In the next five to ten years, the role of the financial advisor—the human advisor—is going to be more and more technology augmented. This is the central idea emphasized by Joe Elsasser, CFP, president and founder of Covisum. In the past, we told software what to do and then software did it for us. As time moves forward, however, software tells us what to do and we interpret, explain, and hold clients’ hands to show them why they should do it. In this article, we will discuss if advisors need such a shift and how WealthTech solutions can make such a future become reality.

Transition To Prescriptive Software

We hear from many experts that the role of financial advisor is shifting from merely investment advisor or wealth manager to financial planner. Elsasser says that it’s going to be an advisor's job to quantify or demonstrate why software-provided answers are better for clients. He supposes that this transition will happen in the next couple of years.

“Advisors should recognize that, frankly, software is able to consider more variables than a human can and it’s probably able to deliver better solutions than a human can,” he said.

According to Elsasser, the Social Security Timing software that he launched almost 10 years ago is a great example of this shift. He was looking for a Social Security optimizer to empower his own financial planning practice, but he couldn’t find any adequate solutions on the market. To rectify this, Elsasser joined forces with a college friend to build Social Security Timing, which later grew to become Covisum’s first product. Similarly, tools should empower advisors—advisors should not empower software.

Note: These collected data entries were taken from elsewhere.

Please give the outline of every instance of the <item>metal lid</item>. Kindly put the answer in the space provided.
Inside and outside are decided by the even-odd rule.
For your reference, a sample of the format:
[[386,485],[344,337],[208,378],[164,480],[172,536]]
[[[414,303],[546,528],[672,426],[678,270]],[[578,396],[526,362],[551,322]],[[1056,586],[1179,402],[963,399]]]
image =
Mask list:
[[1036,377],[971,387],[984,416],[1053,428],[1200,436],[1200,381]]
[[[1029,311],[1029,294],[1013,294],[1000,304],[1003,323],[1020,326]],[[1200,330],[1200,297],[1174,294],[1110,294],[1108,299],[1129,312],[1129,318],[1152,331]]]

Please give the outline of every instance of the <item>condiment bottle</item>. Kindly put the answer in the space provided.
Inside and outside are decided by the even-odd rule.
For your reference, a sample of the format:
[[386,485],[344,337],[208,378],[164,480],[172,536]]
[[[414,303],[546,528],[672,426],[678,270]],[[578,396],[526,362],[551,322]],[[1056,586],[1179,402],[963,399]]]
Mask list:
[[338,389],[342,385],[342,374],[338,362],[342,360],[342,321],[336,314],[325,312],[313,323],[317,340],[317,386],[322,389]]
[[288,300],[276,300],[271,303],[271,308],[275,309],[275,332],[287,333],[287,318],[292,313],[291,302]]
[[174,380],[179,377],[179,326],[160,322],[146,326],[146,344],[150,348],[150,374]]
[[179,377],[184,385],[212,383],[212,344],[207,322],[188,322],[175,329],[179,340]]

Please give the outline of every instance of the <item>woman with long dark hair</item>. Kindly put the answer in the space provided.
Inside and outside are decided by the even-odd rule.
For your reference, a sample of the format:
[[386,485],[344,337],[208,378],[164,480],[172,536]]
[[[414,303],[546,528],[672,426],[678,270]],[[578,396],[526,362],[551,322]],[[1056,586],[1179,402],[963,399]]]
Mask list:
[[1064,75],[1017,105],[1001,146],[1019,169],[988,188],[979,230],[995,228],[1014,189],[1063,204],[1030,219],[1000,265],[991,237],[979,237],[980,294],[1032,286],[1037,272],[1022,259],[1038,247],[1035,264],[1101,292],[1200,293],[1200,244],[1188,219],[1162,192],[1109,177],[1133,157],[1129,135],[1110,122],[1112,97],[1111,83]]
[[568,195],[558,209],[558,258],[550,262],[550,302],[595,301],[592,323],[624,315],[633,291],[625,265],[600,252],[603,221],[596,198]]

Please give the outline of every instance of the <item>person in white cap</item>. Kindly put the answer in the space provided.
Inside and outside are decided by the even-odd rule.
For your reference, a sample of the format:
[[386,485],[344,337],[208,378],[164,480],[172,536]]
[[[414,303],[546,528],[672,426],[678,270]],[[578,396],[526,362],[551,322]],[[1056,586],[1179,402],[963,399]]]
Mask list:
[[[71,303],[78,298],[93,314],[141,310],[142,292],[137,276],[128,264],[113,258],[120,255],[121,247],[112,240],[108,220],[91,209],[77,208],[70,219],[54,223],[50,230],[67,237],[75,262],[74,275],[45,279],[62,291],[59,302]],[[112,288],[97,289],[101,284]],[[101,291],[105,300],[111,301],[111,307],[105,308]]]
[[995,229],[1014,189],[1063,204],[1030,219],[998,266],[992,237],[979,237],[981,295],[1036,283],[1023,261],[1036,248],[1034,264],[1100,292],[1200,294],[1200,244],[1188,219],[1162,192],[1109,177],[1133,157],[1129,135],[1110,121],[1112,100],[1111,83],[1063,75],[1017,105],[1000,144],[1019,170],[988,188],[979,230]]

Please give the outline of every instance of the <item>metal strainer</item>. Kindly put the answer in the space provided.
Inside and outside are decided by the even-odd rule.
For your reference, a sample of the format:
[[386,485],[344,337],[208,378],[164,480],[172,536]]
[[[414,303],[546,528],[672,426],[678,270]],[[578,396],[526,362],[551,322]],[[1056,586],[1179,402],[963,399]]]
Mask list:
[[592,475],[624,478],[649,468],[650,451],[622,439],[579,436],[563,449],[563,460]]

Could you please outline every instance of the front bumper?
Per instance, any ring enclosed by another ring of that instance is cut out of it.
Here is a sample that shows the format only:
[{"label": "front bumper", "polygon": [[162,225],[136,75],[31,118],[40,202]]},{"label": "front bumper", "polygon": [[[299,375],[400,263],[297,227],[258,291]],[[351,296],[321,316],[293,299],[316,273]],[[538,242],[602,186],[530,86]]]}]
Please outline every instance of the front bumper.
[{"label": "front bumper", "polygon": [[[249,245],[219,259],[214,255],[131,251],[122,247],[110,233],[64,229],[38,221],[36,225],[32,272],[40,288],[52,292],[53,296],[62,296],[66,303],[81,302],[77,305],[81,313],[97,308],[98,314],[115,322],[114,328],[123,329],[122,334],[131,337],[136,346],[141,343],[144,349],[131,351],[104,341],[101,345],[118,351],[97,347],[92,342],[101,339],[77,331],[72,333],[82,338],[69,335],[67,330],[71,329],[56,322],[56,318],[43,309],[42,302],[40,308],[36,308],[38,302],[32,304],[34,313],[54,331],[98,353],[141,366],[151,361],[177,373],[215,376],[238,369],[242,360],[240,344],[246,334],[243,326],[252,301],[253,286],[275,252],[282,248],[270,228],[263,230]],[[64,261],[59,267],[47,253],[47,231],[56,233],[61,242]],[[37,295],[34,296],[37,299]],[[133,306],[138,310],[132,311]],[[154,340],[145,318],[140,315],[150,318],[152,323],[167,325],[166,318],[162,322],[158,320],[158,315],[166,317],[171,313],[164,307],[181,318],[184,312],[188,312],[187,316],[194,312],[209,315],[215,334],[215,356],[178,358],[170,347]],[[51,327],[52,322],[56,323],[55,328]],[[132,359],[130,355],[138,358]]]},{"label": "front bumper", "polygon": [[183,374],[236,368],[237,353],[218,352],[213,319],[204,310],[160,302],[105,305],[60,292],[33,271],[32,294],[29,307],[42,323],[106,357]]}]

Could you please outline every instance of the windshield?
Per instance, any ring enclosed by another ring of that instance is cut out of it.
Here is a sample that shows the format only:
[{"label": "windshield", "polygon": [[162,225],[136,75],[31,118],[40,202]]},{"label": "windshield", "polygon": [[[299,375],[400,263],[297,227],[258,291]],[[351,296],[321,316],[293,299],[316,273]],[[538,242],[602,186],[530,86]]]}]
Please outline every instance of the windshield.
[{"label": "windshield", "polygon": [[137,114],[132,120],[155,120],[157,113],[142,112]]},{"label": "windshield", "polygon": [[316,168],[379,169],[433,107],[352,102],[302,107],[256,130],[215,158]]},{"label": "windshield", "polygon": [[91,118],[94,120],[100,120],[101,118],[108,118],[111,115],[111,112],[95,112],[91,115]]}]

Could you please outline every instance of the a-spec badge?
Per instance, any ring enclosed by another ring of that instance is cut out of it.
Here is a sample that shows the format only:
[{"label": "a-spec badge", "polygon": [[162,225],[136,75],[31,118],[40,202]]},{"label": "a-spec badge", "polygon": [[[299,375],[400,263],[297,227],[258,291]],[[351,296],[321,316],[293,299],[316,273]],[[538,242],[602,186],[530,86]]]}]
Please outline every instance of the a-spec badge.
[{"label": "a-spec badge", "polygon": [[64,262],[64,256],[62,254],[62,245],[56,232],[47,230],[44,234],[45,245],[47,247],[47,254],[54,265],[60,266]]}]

The importance Of Being Focused

Building a system able to provide enhanced insights requires significant effort and time, so it’s incredibly important for both financial advisors and fintech firms to have a niche; however, Elsasser says that most advisors and financial planning software firms don’t have one.

“Over the next decade the shift to niching fintech software companies will become more and more pronounced to deliver better answers when you’re talking to a single or a cohesive audience.”

Elsasser is sure that success doesn’t depend on what niche one chooses. At Covisum, for example, he chose to focus on the niche of customers close to retirement; Covisum intentionally left millennials out of its focus because millennials have a whole different set of questions. Of course, if another company that served millennials became successful, this would not contradict the point.

“I think there’s a huge value in fintech companies that decide to niche their business in that direction. I don’t see a lot of great options out there today in any of those niches for advisors,” he said.